Avec le potentiel de visionnement quotidien d’images de conflits armés, la réalité virtuelle pourrait réduire le sentiment de distanciation émotive face à nos espaces sécuritaires. La reproduction d’événements traumatiques sous des formes expérientielles pourrait modifier profondément nos engagements sociaux et politiques face aux nombreux événements dramatiques qui secouent nos sociétés. En fait, depuis longtemps, l’armée a recours à la réalité virtuelle pour entraîner les militaires, mais aussi pour soigner des maux tels que le syndrome post-traumatique17. Pour ma part, je crois que ces profondes expériences immersives pourraient sensibiliser le public face aux graves problèmes liés aux changements climatiques que l’humanité subit actuellement.

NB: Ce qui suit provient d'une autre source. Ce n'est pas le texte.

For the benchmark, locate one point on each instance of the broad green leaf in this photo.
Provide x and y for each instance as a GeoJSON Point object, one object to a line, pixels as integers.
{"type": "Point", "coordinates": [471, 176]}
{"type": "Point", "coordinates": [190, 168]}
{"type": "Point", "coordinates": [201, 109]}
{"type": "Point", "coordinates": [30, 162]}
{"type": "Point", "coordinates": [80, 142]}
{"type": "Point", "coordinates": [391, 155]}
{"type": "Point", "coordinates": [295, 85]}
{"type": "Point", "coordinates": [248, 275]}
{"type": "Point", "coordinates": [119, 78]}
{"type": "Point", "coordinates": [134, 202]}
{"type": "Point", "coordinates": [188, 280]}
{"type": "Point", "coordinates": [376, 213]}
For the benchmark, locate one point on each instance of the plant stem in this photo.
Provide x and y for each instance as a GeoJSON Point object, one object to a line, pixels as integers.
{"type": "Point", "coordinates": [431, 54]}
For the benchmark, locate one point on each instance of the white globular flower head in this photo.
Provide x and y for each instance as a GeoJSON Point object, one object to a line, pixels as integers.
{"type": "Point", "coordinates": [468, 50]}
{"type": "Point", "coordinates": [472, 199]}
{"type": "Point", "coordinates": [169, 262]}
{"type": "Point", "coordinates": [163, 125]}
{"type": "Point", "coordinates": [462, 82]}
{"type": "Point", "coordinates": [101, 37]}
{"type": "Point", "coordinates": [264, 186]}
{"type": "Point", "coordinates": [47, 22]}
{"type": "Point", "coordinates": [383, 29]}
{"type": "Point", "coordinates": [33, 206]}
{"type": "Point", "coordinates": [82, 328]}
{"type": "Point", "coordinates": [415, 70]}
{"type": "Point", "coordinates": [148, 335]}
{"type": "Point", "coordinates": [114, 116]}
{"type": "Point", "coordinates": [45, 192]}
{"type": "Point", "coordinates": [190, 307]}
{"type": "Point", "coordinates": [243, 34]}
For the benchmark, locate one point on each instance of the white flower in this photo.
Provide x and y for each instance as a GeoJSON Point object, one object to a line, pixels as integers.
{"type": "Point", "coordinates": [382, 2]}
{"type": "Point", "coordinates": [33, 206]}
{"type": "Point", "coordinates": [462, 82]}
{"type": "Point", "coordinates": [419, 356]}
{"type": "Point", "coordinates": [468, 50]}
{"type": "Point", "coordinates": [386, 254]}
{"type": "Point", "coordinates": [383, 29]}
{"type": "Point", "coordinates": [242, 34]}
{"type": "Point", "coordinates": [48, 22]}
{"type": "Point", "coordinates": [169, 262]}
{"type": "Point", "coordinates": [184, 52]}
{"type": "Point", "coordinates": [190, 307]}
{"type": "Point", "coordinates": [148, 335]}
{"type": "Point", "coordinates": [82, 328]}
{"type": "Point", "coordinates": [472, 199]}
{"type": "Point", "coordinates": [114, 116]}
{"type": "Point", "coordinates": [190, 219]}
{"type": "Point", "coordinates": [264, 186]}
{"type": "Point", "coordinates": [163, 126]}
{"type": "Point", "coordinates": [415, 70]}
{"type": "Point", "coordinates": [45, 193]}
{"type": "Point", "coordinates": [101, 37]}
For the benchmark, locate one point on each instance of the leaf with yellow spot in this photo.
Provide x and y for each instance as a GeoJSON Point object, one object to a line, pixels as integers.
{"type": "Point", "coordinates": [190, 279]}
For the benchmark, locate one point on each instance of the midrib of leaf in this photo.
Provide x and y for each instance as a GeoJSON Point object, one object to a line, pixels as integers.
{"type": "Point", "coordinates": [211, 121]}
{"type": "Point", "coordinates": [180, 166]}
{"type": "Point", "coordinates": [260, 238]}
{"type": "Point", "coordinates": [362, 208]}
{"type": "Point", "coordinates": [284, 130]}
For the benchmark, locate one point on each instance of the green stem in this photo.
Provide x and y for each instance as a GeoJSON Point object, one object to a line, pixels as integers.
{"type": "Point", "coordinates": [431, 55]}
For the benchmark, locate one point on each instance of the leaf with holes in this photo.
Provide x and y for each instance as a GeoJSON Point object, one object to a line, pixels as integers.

Il serait tout à fait plausible de construire des expériences immersives virtuelles qui pourront reproduire certaines conséquences climatiques et leurs répercussions à l’échelle de la planète. En regard des avancées éventuelles en matière de journalisme virtuel pour ce qui est de la mise en forme d’émotions et la génération de l’empathie, il est envisageable que la réalité virtuelle puisse modifier l’engagement social et politique en ce qui a trait aux décisions importantes. Une « perception augmentée » d’un environnement distant permettrait-elle une meilleure prise de conscience ? Ces hypothèses d’amplification empathique soulèvent également une incertitude quant aux résultats véritables de telles suppositions. L’expérience de nouvelles technologies (par ex. le cinéma), crée un momentum « émotionnel » pour ce qui est des réactions sensorielles humaines envers celles-ci. Le passage du train des frères Lumière n’effraie plus les spectateurs et il est fort possible que les expériences virtuelles fassent dorénavant partie de notre génétique « technologique » et entraînent donc une réduction émotionnelle de telles expériences. Il est permis de penser que l’expérience virtuelle ne constitue qu’un renforcement de notre résistance face aux assauts toujours plus violents d’un arsenal technologique de plus en plus puissant. Avec le temps, elle pourrait éventuellement devenir une expérience banale et sans gravité.